When the Dolph Briscoe Center for American History decided to stage an exhibit focused on Walter Cronkite, Ron worked with center staff and Riggs Ward Design to create “Walter Cronkite: Eyewitness to a Century.” Ron’s introductory text set up the exhibit storyline.

 “I had a pretty good seat at the parade. I was lucky enough to have been born at the right time to see most of this remarkable century.”

 As the 20th century paraded by, Walter Cronkite observed with unapologetic curiosity. Decade by decade, story after story, he honed his reporting skills, adapting to and shaping the tools of mass communication—print, radio, film, and television. Thanks to his watchful eyes, his way with words, and his journalistic professionalism, he used his baritone voice like a soothing instrument to tell multiple generations the unfolding stories of their times.

 This exhibit explores those stories, how Cronkite chose to tell them, and why millions decided to trust what he said.

 Following the success of the Cronkite exhibit, the Dolph Briscoe Center returned to the Riggs Ward team to re-imagine the exhibits at the Sam Rayburn Museum. Rather than present the traditional chronological biography, Ron suggested a thematic approach organized around Rayburn’s leadership philosophy. Once again, the opening panel for the exhibit explained the theme and its contemporary relevance.

 The Leadership of Mr. Sam

 Sam Rayburn is one of the 20th century’s most significant political leaders.

First elected to the House of Representatives in 1912, Rayburn served as Speaker of the House of Representatives for a record 17 years.

His leadership as Speaker, Democratic minority leader, and elder statesman coincided with the New Deal, the Second World War, the early years of the Cold War, the emergence of the Civil Rights Movement, and the introduction of John Kennedy’s New Frontier.

 His leadership philosophy, honed by decades of public service and re-introduced throughout this exhibit, still offers insights into political success.

 Throughout the exhibit, the text uses Rayburn quotations to illustrate his leadership style.

 Homestyle Politics

 Sam Rayburn practiced “homestyle” politics.

 In addition to personal honesty and humility, Rayburn insisted on maintaining close ties to his Texas constituents. “When Congress is in session,” he advised other members of Congress, “your place is [in Washington, D.C.]” But “when Congress is not in session, your place is in your district.”

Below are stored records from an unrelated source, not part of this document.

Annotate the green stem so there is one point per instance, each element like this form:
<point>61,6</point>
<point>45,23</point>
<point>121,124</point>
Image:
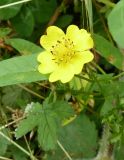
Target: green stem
<point>103,153</point>
<point>30,91</point>
<point>81,77</point>
<point>63,149</point>
<point>119,75</point>
<point>107,2</point>
<point>98,67</point>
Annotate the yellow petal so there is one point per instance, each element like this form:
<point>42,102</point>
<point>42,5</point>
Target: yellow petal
<point>84,41</point>
<point>81,38</point>
<point>87,56</point>
<point>72,31</point>
<point>53,34</point>
<point>80,59</point>
<point>47,64</point>
<point>64,73</point>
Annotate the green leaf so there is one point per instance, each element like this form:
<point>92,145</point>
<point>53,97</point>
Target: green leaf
<point>64,21</point>
<point>17,153</point>
<point>43,10</point>
<point>3,143</point>
<point>23,46</point>
<point>4,32</point>
<point>109,52</point>
<point>9,12</point>
<point>79,138</point>
<point>24,22</point>
<point>116,23</point>
<point>21,69</point>
<point>47,119</point>
<point>14,96</point>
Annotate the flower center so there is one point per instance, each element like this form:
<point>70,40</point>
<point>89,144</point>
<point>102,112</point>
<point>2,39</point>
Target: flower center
<point>63,50</point>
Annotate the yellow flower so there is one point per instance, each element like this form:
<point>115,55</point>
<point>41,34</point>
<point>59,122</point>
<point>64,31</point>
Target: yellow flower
<point>65,54</point>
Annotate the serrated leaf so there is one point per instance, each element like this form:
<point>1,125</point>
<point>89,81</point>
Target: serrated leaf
<point>4,32</point>
<point>79,139</point>
<point>9,12</point>
<point>14,96</point>
<point>43,10</point>
<point>24,22</point>
<point>109,52</point>
<point>23,46</point>
<point>116,23</point>
<point>21,69</point>
<point>48,120</point>
<point>3,143</point>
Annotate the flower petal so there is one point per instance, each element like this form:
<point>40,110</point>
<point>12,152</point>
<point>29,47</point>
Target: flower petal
<point>81,38</point>
<point>47,64</point>
<point>64,73</point>
<point>80,59</point>
<point>53,34</point>
<point>72,32</point>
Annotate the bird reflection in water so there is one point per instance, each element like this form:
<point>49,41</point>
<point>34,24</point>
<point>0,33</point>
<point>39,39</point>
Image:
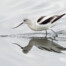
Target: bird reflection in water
<point>43,44</point>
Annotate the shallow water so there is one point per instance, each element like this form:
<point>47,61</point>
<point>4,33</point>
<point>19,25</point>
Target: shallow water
<point>36,49</point>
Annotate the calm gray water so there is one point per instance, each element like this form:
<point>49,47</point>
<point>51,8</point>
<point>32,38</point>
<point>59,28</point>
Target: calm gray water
<point>24,47</point>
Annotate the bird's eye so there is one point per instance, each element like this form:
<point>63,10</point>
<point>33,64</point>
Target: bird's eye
<point>25,20</point>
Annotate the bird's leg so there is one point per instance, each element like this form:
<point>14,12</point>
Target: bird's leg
<point>54,33</point>
<point>46,33</point>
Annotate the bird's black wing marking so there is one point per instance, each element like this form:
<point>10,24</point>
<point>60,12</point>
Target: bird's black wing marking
<point>52,19</point>
<point>40,18</point>
<point>47,20</point>
<point>58,17</point>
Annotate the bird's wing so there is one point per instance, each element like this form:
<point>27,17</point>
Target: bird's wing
<point>52,19</point>
<point>40,18</point>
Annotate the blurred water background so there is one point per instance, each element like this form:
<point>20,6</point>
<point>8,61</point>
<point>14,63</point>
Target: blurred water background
<point>36,53</point>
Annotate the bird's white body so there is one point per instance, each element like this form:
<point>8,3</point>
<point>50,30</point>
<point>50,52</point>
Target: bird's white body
<point>38,27</point>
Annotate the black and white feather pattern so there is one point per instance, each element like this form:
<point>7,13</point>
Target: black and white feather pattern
<point>51,19</point>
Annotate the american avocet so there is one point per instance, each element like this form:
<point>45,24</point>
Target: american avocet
<point>40,25</point>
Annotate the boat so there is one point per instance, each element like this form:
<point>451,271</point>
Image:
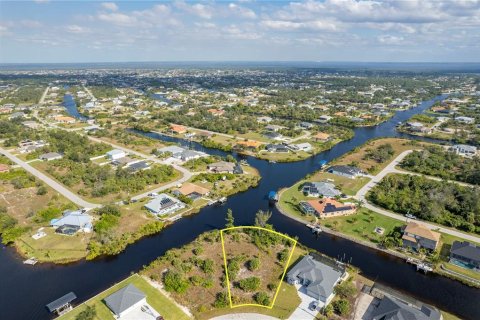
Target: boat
<point>272,197</point>
<point>323,163</point>
<point>32,261</point>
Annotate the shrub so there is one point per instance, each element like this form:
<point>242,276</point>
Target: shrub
<point>253,264</point>
<point>262,298</point>
<point>249,284</point>
<point>341,307</point>
<point>174,282</point>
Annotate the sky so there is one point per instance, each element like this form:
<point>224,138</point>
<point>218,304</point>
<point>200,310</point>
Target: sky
<point>245,30</point>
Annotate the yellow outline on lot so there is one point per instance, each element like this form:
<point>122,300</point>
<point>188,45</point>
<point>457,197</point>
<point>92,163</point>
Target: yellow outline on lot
<point>284,269</point>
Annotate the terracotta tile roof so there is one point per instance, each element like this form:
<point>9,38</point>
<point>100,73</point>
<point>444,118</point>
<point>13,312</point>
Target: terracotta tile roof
<point>422,231</point>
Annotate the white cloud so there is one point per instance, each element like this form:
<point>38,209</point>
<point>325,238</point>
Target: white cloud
<point>110,6</point>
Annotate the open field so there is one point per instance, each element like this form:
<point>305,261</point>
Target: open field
<point>155,298</point>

 This commitment to the common folks of rural Texas influenced his insistence that the Democratic Party maintain its status as the “party of the people.”

 To Get Along—Go Along

 Texas politics taught Rayburn many lessons including how to govern when lawmakers split into powerful factions.

 The U. S. Congress, particularly after the 1930s, required leadership that could encourage loyalty, nurture close personal bonds, mediate and build bridges among Republicans, conservative Democrats, and moderate/liberal Democrats.

 Rayburn described himself as a “progressive conservative or a conservative progressive,” and refused to allow party affiliation to translate into personal contempt.

 His leadership style embraced one of his classic pieces of advice—to get along, at times you had to go along.  “You can’t be a leader and ask other people to follow you unless you know how to follow too.”

 Poverty is Very Dangerous

 The New Deal provided Rayburn with important opportunities to stand up for his own constituents and for rural Americans around the nation.

 He aligned the federal government on the side of the poor against large corporations and banks. A regulated economy, he thought, could limit economic stratification and income inequality.

 Rayburn spoke plainly: “The people of America must rise or fall together. One segment can’t be poor and needy, while the rest is rich and prosperous.” Born poor, he judged poverty “not only a very sad thing to me, but I think it is very dangerous.”